Yes i'm in Emery county and I want to go Tommorrow morning but can go anytime.


----------



## JDF_dogkiller (Apr 7, 2009)

Called in 7, got 4 of them, missed 2, and never got a shot at the other one. It was my first year, so i'm thinking that next year will be much better.


----------



## Bax* (Dec 14, 2008)

JDF_dogkiller said:


> Called in 7, got 4 of them, missed 2, and never got a shot at the other one. It was my first year, so i'm thinking that next year will be much better.


Well you must be doing something right because I have tried several times in the past 18 months and all I can seem to get in are crows and magpies (I did call in a Bobcat but didnt have a tag to pick him up)


----------



## JDF_dogkiller (Apr 7, 2009)

I went out quite a bit, and had quite a few days where i didn't even see anything. It seemed like the days they were responding, all the dogs in the area were coming in. one day with 3 called in, 2 other days with 2 called in each. multiple days with no luck at all...


----------



## Hunter7 (Mar 14, 2009)

called in a few and put only 8 or 9 in the dirt very slow season. last year was much better.


----------



## cameron (May 11, 2009)

This is something i would love to get into. I have been trying to talk some friends into going out with me but none can ever make time. I was thinking of going out by saratoga springs. Any tips for new guy?


----------



## Bax* (Dec 14, 2008)

cameron said:


> This is something i would love to get into. I have been trying to talk some friends into going out with me but none can ever make time. I was thinking of going out by saratoga springs. Any tips for new guy?

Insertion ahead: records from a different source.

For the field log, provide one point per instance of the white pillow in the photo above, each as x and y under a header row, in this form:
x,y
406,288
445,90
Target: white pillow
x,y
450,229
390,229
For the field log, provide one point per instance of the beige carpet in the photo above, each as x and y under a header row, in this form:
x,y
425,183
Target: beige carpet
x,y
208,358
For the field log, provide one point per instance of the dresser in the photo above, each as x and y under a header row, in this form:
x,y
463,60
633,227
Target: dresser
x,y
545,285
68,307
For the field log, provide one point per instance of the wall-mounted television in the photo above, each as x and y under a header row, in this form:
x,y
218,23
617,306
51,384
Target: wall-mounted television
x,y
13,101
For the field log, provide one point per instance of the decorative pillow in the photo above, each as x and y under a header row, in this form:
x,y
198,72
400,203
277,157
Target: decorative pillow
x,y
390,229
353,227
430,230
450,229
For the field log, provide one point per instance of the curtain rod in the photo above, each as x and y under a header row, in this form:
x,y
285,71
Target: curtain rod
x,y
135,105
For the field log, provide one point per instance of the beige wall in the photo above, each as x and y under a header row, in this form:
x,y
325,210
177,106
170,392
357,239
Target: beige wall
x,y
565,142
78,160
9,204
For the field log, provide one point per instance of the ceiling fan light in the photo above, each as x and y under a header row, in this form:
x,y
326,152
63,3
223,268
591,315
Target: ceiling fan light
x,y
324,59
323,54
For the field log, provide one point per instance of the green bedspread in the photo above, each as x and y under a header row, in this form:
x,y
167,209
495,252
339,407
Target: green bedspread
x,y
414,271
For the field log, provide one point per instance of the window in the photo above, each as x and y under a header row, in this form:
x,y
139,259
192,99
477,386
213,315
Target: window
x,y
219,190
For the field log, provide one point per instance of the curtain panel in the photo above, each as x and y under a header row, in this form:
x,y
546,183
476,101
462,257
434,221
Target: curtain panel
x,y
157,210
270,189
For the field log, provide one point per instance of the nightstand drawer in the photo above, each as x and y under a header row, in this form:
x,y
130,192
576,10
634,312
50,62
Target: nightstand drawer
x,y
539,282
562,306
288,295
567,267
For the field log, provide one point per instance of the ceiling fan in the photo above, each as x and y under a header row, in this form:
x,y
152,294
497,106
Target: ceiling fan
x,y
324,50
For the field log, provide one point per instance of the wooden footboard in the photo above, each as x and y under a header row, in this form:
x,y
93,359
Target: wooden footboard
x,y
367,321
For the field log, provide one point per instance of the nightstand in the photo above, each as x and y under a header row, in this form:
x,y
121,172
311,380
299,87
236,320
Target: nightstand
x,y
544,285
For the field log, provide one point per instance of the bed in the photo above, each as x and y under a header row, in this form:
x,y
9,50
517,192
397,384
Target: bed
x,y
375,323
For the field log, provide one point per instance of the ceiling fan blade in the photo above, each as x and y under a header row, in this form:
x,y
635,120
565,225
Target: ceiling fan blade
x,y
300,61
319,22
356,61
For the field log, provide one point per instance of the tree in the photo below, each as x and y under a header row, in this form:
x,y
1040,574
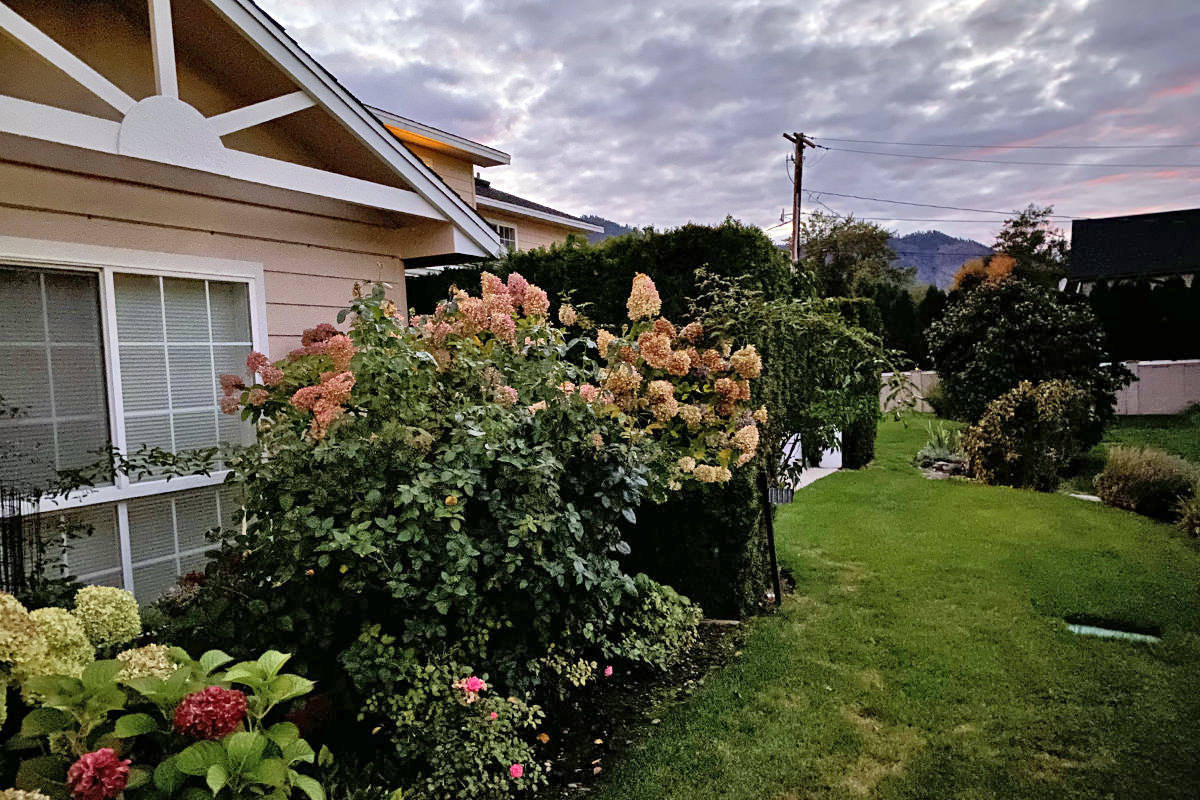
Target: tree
x,y
999,335
850,258
1038,247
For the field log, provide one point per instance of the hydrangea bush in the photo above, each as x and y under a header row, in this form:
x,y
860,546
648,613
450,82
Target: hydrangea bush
x,y
150,723
455,482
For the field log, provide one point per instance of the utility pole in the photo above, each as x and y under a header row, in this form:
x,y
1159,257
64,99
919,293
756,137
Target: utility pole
x,y
801,142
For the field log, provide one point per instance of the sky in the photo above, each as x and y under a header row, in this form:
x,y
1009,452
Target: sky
x,y
666,112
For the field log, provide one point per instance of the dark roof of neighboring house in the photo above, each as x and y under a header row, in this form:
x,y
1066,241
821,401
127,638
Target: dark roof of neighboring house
x,y
1141,245
484,188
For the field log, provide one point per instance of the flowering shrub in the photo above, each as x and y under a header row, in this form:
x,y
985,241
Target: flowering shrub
x,y
105,735
456,481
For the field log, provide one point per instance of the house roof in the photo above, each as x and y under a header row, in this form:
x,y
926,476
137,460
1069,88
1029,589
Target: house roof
x,y
414,132
1141,245
493,198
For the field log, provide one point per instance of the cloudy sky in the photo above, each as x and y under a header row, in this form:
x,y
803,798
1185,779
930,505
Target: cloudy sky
x,y
663,112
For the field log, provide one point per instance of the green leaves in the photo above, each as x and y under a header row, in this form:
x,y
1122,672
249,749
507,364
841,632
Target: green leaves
x,y
133,725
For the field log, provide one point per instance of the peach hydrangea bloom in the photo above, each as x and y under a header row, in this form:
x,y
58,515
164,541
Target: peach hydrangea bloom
x,y
655,349
537,304
643,300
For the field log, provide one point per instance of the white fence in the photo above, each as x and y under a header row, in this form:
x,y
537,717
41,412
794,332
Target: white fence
x,y
1162,388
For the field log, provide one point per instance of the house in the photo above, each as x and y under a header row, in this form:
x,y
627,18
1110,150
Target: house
x,y
520,223
183,185
1138,247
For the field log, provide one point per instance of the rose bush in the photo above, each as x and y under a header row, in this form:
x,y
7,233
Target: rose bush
x,y
455,482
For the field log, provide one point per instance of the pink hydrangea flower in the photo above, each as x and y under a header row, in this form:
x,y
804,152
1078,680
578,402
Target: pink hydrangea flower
x,y
99,775
213,713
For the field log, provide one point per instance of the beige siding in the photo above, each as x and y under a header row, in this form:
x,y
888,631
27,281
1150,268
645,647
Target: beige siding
x,y
310,263
532,234
455,172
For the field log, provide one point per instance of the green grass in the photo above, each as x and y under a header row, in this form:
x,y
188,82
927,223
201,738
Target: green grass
x,y
1179,434
924,654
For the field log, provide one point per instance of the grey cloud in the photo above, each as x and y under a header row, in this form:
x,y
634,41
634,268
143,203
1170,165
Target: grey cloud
x,y
658,112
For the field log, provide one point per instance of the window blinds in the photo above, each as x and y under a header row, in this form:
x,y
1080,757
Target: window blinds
x,y
53,396
175,337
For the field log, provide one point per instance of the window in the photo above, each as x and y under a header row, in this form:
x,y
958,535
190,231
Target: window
x,y
53,402
508,235
97,356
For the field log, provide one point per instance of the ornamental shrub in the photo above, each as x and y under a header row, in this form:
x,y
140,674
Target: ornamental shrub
x,y
657,627
454,485
1000,334
1146,480
1029,435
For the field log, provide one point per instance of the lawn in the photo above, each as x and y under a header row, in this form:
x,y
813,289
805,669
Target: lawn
x,y
924,654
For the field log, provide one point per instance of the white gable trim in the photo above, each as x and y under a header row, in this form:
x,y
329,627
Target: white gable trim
x,y
534,214
271,41
60,126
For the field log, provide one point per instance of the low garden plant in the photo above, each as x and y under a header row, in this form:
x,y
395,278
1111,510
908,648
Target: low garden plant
x,y
150,723
1149,481
433,509
1029,435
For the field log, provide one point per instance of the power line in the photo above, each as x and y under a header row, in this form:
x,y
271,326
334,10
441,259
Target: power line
x,y
1014,163
1017,146
925,205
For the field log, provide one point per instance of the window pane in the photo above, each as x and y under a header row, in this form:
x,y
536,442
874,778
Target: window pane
x,y
53,394
181,335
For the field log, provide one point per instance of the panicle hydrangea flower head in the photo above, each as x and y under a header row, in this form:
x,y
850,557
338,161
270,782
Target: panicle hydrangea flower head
x,y
745,439
643,300
317,335
109,615
691,332
505,396
604,340
747,362
22,794
655,349
537,302
67,648
679,364
151,661
211,714
100,775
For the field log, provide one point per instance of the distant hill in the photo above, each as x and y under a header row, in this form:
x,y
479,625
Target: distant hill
x,y
935,256
610,228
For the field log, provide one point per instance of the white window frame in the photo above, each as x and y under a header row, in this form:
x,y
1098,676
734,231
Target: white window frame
x,y
497,223
105,263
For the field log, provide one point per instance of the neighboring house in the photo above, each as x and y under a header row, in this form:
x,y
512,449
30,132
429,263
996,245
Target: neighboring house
x,y
1144,246
181,185
520,223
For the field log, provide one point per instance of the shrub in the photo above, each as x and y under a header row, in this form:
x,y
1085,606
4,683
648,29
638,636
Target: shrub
x,y
657,627
1145,480
153,722
1027,435
1001,334
945,444
451,491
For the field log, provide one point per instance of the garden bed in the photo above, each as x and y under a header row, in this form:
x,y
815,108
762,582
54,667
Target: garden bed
x,y
600,726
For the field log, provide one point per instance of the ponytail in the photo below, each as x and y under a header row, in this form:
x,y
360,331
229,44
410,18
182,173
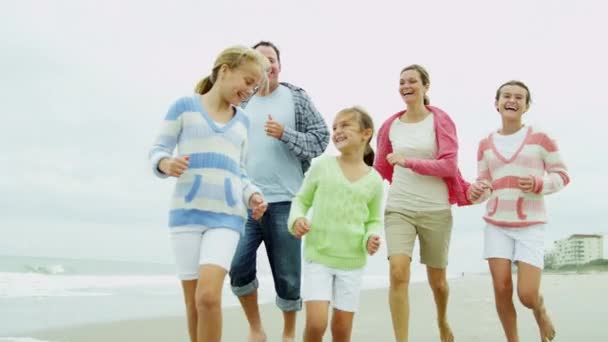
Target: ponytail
x,y
369,155
204,85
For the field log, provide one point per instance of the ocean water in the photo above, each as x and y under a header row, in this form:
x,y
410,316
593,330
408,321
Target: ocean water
x,y
38,293
68,276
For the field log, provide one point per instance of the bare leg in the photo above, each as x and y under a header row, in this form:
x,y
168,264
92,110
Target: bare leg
x,y
398,296
250,306
341,325
189,287
289,326
439,285
528,288
503,295
316,321
209,303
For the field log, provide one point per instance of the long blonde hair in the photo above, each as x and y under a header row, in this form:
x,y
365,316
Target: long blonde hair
x,y
233,57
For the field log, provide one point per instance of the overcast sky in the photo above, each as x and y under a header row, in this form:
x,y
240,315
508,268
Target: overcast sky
x,y
85,84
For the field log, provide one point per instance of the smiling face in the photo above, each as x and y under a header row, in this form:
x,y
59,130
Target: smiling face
x,y
412,88
275,65
348,135
239,83
512,102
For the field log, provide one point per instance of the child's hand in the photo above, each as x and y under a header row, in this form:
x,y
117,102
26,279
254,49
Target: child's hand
x,y
301,227
477,189
526,184
175,166
396,158
257,205
373,244
273,128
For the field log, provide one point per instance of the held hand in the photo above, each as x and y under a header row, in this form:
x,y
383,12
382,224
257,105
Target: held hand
x,y
301,227
273,128
396,158
477,189
373,244
175,166
526,184
257,205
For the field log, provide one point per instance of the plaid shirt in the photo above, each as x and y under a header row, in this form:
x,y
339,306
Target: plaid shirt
x,y
311,135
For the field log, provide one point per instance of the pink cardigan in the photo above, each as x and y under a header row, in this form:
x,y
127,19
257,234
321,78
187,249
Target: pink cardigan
x,y
446,164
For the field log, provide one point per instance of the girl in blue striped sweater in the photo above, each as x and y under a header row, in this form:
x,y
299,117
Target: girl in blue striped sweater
x,y
212,193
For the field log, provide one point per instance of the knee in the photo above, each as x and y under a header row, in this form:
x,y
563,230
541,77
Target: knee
x,y
207,300
504,289
400,275
191,308
439,286
339,330
528,298
316,327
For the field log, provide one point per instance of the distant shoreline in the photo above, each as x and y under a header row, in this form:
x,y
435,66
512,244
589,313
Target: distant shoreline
x,y
471,311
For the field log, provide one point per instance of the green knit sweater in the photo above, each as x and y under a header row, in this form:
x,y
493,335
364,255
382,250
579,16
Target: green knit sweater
x,y
344,214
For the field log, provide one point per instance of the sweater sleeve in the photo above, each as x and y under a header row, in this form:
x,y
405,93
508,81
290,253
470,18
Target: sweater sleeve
x,y
305,196
446,162
483,171
373,225
166,140
248,187
556,177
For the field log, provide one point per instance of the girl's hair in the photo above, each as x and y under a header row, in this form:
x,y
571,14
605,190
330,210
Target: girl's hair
x,y
424,76
518,84
365,121
233,57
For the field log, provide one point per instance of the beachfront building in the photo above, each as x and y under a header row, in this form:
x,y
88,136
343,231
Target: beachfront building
x,y
576,250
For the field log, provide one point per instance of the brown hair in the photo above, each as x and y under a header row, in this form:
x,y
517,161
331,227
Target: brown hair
x,y
233,57
270,45
424,76
518,84
365,121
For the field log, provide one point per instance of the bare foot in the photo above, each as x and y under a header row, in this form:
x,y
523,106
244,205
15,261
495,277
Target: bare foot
x,y
257,336
547,330
445,332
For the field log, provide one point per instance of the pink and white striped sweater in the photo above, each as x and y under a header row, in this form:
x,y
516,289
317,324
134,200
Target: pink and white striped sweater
x,y
508,205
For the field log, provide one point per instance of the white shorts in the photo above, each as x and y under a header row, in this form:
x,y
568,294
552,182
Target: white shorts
x,y
340,287
516,244
208,246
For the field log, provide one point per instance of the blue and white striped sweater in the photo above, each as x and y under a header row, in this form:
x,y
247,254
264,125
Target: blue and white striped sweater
x,y
215,189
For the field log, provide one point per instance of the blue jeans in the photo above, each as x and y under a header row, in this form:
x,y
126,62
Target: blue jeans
x,y
284,256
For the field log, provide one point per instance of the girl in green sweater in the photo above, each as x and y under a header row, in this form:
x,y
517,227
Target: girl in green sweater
x,y
345,194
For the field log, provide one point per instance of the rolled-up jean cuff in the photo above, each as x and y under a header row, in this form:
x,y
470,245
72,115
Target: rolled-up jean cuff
x,y
244,290
288,305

I wouldnt even bother that close to civilization. You'll want to get farther out than Saratoga


----------



## JDF_dogkiller (Apr 7, 2009)

Bax* said:


> cameron said:
> 
> 
> > This is something i would love to get into. I have been trying to talk some friends into going out with me but none can ever make time. I was thinking of going out by saratoga springs. Any tips for new guy?
> ...


I agree with Bax*... There are coyotes pretty much anywhere you can think of... the trick is getting to the ones that haven't been called to and shot at every weekend of their entire life. I would suggest going as far away from civilization as you are willing to go. Good luck fella.


----------



## cameron (May 11, 2009)

If you dont mind me asking, where about do you go?


----------



## Bax* (Dec 14, 2008)

I am not one to give advice about where to go because I made the same mistake when I first started trying to call in coyotes. And I was given the advice that I gave you. Get away from civilization, and you should be able to get one in. 
I personally have not been able to get a coyote to come to a call yet. I did call in a bobcat and a fox, but no coyote :x 


JDF_dogkiller said:


> the trick is getting to the ones that haven't been called to and shot at every weekend of their entire life. I would suggest going as far away from civilization as you are willing to go. Good luck


JDF_dogkiller gave the best advice that I think anyone could give. I just started calling not far from Saratoga and wasted lots of time there. Dont want you to go through the same thing. Try heading toward the Nevada border, that way you get some fresh coyotes. Let us know how it turns out


----------



## cameron (May 11, 2009)

Sounds like i'll have to pack up and take a trip one weekend. Thank you for the excuse to go camping


----------



## JDF_dogkiller (Apr 7, 2009)

I have called in a few in areas that get hunted quite a bit. both of them were able to circle down wind and smell me before i could get a good shot. One was gone before i could even find him in my scope, and the other one winded me right before i took the shot... then i missed him while he was running away. the ones in "popular coyote hunting areas" seem to be much smarter than the ones you will run into out in B.F.E. I personally prefer the ones that run right in to the call, and then and then after a lip squeek or two, stand still and let me take an easy shot. you will have better luck if you drive a ways.


----------